Jacob Yoro (born December 8, 1979) is an American football coach who is currently the safeties coach at the University of Missouri.

==Coaching career==
After his playing career ended due to injury, Yoro began coaching at the high school level in Hawaii. He spent 2002 as the linebackers coach at Mililani High School before joining the coaching staff at his alma mater Saint Louis School in 2003 as their linebackers coach. He also spent time coaching at Waipahu High School in 2008 while working at the Pearl Harbor Naval Shipyard.

Upon the completion of his degree in 2008, Yoro went to work in the college ranks, joining the coaching staff at Montana Western as their linebackers coach. While at Montana Western, he lived in the basement of the defensive coordinator's house, sleeping on an air mattress.

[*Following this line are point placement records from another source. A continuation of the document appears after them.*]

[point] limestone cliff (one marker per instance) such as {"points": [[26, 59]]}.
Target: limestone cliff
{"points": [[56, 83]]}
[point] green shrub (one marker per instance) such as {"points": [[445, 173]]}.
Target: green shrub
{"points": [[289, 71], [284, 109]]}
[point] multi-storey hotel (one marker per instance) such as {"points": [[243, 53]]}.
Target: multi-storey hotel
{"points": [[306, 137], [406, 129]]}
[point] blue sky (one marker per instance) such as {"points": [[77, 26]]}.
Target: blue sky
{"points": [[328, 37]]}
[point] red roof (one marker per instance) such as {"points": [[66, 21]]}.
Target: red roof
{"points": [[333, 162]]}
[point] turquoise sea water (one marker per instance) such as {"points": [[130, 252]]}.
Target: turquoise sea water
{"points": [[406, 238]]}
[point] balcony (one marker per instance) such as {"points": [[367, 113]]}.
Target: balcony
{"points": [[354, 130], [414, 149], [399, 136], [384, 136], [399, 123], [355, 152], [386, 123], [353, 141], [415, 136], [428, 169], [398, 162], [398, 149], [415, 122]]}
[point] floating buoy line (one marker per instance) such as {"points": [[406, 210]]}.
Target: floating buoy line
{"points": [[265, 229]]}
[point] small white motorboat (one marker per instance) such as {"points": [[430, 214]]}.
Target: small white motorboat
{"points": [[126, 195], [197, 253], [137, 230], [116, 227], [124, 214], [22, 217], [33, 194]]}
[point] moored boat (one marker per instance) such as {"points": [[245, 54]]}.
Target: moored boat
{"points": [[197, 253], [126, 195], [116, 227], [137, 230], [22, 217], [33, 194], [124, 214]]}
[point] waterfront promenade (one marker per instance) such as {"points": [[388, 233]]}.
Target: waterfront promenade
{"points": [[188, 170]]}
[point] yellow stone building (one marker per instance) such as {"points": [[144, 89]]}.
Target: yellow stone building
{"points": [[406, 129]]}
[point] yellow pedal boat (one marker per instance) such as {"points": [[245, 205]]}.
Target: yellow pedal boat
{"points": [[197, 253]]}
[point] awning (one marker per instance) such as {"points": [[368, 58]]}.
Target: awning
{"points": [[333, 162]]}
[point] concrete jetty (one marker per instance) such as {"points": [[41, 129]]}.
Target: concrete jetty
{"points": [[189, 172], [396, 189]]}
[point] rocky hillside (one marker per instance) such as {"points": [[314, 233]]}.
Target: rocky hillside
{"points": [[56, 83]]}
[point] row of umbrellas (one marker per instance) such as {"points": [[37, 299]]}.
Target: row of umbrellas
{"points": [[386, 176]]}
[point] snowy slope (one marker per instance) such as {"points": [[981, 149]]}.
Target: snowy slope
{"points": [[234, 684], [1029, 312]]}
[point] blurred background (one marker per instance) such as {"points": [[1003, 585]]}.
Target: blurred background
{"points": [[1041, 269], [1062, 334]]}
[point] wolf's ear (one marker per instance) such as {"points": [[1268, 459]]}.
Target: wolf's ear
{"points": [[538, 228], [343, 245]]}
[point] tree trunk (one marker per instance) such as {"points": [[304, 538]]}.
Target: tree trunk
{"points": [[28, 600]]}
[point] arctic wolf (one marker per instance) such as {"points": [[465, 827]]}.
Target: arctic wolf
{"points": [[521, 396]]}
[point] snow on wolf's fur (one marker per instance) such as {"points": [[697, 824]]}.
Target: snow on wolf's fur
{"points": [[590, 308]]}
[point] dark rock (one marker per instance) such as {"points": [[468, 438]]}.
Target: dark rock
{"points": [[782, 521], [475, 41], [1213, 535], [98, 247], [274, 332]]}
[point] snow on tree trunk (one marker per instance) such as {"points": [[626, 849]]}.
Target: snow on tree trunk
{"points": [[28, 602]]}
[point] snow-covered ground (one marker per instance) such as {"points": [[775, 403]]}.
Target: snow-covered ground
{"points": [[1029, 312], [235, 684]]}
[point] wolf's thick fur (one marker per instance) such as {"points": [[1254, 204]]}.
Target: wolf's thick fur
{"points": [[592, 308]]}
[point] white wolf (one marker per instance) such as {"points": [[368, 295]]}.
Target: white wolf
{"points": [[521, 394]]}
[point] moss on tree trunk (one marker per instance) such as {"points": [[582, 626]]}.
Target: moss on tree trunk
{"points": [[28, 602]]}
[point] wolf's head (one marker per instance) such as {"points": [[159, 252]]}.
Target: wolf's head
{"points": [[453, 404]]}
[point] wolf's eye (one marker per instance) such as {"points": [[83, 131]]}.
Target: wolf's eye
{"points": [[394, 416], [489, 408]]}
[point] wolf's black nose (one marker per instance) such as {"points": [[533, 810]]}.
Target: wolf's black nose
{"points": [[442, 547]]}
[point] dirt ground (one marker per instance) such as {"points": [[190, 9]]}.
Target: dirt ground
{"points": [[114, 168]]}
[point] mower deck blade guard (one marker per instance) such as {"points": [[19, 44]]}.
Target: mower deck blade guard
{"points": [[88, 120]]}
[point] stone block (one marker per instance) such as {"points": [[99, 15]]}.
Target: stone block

Yoro was hired to be the defensive coordinator and linebackers coach at Pacific University in Oregon in 2010. He later added the title of recruiting coordinator in 2011 and assistant head coach in 2014. Yoro departed Pacific in 2015 to take an assistant coaching position at Cal Poly as their defensive backs coach.

===Hawaii===
Yoro was hired in 2017 by Hawaii to be their safeties coach. He was reassigned to coaching outside linebackers and nickelbacks in 2018 following the hire of Corey Batoon. He was retained by newly hired head coach Todd Graham in 2020, the first member of his inaugural staff and was promoted to co-defensive coordinator and reassigned to linebackers coach.

===Missouri===
Yoro was hired in early 2024 by Missouri to serve as a defensive analyst. On July 28, 2024, head coach Eliah Drinkwitz announced Yoro was promoted to safeties coach.

==Personal life==
A native of Mililani, Hawaii, Yoro attended Saint Louis School in Honolulu, where he was an all-state linebacker. Yoro and his wife Meredith have one daughter.